Katelė was not commemorated during the Soviet period, but an expedition was organized in 1979 to collect testimonies and memories of local residents about Katelė.

Katelė was remembered again after Lithuania regained independence in 1990. In 1991, regional librarians in Rokiškis, Zarasai, and Kupiškis organized a commemoration of Katelė's 160th birth anniversary. A small memorial museum was opened at the Panemunėlis primary school in 1993 and the school was renamed in his honor in 1995. However, the school and the museum were closed in 2000.

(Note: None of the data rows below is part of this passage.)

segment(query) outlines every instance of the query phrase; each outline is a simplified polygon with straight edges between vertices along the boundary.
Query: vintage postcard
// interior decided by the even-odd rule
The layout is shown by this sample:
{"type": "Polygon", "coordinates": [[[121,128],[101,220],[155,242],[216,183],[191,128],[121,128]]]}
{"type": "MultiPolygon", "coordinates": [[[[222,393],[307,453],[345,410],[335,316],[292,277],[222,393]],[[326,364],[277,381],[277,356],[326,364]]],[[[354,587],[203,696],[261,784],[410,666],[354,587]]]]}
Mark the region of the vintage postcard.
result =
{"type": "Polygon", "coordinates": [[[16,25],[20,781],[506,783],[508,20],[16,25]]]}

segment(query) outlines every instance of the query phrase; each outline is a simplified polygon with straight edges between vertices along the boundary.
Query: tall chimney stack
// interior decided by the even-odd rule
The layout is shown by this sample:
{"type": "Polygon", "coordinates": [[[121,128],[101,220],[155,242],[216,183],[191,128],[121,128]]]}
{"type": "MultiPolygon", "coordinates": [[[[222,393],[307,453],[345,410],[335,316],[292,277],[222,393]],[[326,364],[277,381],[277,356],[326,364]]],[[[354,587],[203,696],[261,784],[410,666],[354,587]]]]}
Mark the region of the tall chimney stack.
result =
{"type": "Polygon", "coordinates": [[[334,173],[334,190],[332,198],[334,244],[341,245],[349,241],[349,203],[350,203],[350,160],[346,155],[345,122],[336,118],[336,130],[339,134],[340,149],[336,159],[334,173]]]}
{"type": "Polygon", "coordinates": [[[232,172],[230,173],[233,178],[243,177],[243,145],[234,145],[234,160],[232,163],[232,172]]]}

In 2011, a charitable fund of Katelė was established. It initiated the reconstruction of the former clergy house, where Katelė's memorial museum was reestablished in 2016. A traditional Lithuanian wooden sculpture of Katelė by sculptor Vidmantas Zakarka was installed in front of the former clergy house. The fund also established a youth theater troupe which staged several plays, including two plays inspired by Katelė's life and work. In 2011, bishop Jonas Kauneckas established the annual Jonas Katelė Prize for the best Lithuanian amateur theater.